Linear Quantum Networks

Linear quantum systems are open quantum systems that consist of harmonic bosonic modes with quadratic Hamiltonians and linear couplings to external fields. They are extensively studied in quantum optics, where they can describe systems of optical resonators, beamsplitters, and quadratic optical nonlinearity such as two-mode squeezing.

ABCD (state space)

The 'state' of a linear system in the Heisenberg picture is specified by the time evolved creation and annihilation operators for every mode, which we can collect into the 'state vector' of the system.

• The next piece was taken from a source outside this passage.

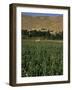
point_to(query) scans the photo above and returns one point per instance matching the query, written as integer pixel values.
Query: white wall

\[\bold{a}(t) = \begin{bmatrix} a_1(t) \\ a^\dagger_1(t) \\ \vdots \\ a_m(t) \\ a^\dagger_m(t) \end{bmatrix}\]

This allows us to write the Heisenberg equations of motion for a linear system in vector form,

\[\dot{\bold{a}}(t) = i [H,\bold{a}(t)] = A\bold{a}(t),\]

for some matrix A.

To include inputs and outputs we introduce vectors of 'bath modes,' $\bold{a_{in}}(t)$ and $\bold{a_{out}}(t)$.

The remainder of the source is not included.